Jeżeli Pani Martyna Wojciechowska stworzy nowy "Kaleidoscope' na podobnie wysokim poziomie jak 'National Geographic Traveler', którego jest redaktorem naczelnym to będzie to z pewnością równie dobry magazyn.
Bardzo dobry wybór. P. Wojciechowska doda dużo świeżości magazynowi!
sneed: bo to jest to samo cialo i umysl neww/a2010/taslop...no comments...
taslop: o co Tobie chodzi ? Widzę, że jak kiedyś a2010 z zasady krytykujesz LOT czy masz racje czy nie masz i tylko dlatego, że wg Ciebie LOT jest be. Wolałbyś, żeby LOT nie oferował pasażerom czasopism ? A swoją drogą NG Traveler jest świetny. Jest co poczytać. Jest lepszy niż Kaleidoscope zawalony reklamami restauracji i hoteli.

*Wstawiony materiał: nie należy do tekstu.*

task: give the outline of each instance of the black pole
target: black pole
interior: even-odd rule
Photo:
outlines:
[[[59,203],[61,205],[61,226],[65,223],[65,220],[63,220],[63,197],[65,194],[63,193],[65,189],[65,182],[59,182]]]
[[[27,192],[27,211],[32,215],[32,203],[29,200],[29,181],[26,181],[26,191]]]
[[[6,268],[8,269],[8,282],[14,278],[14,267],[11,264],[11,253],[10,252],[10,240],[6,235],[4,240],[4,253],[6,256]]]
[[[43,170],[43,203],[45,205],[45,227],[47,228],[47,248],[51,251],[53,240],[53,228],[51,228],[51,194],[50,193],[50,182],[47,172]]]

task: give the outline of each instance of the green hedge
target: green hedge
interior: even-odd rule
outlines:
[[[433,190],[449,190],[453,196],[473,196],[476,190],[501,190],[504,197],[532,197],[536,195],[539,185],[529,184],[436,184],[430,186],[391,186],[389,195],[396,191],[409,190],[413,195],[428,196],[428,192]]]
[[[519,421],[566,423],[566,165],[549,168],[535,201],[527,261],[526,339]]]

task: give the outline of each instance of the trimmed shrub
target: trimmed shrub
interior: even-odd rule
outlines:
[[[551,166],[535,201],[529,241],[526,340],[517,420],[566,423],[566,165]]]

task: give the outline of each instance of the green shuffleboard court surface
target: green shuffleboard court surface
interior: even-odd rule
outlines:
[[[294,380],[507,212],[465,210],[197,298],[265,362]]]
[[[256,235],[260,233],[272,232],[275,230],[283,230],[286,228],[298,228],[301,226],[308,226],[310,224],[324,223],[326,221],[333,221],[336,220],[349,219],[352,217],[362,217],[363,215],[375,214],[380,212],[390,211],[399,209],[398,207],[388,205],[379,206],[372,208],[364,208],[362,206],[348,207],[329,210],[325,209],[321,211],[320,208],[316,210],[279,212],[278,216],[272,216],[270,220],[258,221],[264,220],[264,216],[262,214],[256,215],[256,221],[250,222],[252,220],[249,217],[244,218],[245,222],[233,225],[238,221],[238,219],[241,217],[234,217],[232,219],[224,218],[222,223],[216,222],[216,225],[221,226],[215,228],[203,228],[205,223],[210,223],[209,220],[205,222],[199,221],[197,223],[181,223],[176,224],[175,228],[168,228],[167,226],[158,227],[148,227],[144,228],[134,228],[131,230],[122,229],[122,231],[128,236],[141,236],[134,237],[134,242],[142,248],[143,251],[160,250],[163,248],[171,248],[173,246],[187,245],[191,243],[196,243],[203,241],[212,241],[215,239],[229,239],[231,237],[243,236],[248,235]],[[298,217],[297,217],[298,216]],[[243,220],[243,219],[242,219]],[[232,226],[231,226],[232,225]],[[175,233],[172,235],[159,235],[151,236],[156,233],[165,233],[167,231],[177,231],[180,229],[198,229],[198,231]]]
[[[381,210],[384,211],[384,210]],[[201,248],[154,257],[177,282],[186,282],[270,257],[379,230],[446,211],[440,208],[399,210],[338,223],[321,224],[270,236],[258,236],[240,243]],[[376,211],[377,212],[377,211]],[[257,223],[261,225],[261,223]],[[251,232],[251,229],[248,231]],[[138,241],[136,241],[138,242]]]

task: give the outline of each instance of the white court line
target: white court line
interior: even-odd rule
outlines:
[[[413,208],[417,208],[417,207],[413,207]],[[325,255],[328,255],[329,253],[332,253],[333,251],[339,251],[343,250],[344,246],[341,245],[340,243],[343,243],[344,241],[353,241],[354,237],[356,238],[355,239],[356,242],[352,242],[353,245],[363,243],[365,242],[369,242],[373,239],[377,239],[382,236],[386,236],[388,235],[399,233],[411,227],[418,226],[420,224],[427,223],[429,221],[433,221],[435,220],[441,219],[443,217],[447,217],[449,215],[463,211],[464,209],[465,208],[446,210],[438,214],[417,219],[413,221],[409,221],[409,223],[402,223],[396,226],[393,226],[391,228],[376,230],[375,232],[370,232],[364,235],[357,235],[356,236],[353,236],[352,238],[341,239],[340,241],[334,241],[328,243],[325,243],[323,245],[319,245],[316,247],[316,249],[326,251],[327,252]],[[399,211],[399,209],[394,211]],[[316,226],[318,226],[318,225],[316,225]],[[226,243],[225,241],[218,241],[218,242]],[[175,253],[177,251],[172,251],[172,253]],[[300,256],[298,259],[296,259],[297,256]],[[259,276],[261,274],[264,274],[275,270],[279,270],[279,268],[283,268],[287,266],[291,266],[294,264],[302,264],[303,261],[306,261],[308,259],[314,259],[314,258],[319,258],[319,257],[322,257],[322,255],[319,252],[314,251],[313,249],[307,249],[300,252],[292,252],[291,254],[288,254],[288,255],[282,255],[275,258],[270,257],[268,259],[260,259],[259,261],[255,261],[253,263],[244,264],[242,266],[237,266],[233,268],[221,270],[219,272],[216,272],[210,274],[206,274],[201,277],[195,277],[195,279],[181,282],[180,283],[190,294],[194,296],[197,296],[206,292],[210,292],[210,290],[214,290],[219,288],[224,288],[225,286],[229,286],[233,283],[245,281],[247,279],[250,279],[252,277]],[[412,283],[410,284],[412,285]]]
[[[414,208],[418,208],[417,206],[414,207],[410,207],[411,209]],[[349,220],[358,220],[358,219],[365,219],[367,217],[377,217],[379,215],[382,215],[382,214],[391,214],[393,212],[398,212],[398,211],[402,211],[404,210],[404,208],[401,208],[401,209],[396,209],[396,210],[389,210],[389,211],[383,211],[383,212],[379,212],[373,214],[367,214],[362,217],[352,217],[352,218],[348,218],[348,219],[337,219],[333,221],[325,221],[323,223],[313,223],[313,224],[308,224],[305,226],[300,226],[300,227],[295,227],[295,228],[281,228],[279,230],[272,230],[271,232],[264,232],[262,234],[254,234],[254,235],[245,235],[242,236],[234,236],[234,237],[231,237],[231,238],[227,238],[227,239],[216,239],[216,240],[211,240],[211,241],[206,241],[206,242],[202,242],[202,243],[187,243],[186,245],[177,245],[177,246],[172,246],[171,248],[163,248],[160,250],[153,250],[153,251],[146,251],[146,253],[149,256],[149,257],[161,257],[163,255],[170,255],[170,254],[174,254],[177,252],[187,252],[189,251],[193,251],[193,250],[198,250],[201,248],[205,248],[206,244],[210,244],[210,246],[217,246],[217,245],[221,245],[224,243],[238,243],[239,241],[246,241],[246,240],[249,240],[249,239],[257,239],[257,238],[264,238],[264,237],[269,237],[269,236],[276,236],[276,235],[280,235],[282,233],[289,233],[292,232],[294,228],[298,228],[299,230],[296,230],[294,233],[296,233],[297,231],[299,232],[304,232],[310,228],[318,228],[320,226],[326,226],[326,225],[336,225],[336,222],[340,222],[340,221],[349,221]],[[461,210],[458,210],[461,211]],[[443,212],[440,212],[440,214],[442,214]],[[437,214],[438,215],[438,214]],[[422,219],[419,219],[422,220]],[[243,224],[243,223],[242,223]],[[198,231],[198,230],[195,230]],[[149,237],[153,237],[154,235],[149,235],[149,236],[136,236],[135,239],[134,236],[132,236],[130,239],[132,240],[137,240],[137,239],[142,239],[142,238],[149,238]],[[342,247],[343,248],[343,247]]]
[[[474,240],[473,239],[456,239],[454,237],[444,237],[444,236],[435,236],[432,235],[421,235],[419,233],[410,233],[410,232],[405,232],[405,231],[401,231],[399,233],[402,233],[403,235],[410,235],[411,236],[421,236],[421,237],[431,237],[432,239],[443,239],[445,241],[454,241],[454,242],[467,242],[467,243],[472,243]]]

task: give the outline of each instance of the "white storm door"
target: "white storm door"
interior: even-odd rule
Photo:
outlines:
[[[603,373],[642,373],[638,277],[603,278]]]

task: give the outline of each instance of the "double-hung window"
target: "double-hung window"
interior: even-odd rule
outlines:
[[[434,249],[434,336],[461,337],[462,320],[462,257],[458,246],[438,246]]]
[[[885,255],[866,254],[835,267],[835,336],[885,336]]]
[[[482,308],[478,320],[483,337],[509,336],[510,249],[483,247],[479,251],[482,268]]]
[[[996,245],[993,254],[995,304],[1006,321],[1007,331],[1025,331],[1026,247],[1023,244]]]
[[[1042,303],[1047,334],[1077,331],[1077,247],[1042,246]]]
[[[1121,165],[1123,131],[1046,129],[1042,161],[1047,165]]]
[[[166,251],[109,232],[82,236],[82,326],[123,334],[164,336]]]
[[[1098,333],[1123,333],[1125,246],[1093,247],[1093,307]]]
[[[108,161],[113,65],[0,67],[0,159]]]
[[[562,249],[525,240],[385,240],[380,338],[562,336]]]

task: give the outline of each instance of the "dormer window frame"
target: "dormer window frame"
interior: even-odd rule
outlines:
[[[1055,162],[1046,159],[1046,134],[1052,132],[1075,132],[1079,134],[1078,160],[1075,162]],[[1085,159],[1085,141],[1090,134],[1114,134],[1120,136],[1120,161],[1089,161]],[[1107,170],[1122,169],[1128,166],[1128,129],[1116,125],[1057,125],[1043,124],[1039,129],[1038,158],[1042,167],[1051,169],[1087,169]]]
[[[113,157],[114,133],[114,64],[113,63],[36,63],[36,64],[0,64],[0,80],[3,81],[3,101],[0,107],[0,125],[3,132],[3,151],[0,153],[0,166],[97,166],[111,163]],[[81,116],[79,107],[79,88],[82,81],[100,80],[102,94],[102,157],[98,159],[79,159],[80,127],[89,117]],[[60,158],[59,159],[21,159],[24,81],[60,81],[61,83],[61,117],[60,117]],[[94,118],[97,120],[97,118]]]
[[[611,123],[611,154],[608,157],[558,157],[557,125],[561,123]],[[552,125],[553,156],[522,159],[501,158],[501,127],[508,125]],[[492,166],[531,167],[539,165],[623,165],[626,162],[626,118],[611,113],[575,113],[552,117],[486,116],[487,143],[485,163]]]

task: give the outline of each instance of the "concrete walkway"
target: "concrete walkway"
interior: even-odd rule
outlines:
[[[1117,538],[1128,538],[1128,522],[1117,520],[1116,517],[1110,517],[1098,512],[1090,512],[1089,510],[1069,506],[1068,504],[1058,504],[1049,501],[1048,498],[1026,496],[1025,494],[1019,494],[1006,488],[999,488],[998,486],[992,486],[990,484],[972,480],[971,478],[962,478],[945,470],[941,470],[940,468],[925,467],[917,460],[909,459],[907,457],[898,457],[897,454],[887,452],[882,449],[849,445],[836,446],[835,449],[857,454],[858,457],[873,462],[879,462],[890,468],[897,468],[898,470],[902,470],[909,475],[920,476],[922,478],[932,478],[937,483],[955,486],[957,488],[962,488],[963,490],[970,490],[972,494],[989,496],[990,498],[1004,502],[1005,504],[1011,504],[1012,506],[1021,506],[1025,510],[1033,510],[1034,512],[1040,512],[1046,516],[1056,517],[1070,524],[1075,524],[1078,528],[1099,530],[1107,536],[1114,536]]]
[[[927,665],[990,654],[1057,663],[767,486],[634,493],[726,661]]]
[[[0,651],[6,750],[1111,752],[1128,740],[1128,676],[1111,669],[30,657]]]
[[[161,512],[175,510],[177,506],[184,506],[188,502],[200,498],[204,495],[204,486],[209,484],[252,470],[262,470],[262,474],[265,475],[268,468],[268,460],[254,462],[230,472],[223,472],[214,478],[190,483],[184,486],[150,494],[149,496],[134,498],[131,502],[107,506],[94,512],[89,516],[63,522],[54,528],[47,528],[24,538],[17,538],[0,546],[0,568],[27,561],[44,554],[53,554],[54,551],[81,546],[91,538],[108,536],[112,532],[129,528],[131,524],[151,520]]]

hm....zobaczymy co z tego wyjdzie...
W takim magazynie jest cała masa reklam, więc prawdopodobnie dzięki temu koszt takiego magazynu wcale nie jest wysoki.
zamiast wprowadzać oszczędności i starać się minimalizować straty LOT znowu szasta kasą oczywiście o kosztach cisza ... a po czasie wyjdzie " ile to kosztowało " mam nadzieje że nie będzie to umowa w stylu słynnej PALIWOWEJ .....
Myślę, że dzięki Martynie, nowy Kaleidoscope będzie strzałem w dziesiątkę.
No własnie tego "Focusa' nazwa mi uciekła :) Obydwa były na pokładzie ATR w locie krajowym. Bardzo ciekawe i o niebo lepsze niż dawny 'Kaleidoskope' w którym były dyrdymały zazwyczaj mało interesujące.
Gdy lecialem miesiac temu do Barcelony LOTem, to na pokladzie dostalem specjalne wydanie Focusa z firmowa wkladka narodowego przewoznika. Moze warto o tym wspomniec. NG Traveler to najwyrazniej nie jedyne czasopismo zastepujace w tej chwili Kalejdoskop.
Może nowy "Kaleidoscope" będzie ciekawszy niż był dotychczas. Teraz magazyny pokładowe "NG Traveler" i drugi, którego nazwy nie pamiętam (też z wkładką informacyjną o LOT) są bardzo fajne. W czasie lotu nie zdążyłem obydwu przeczytać.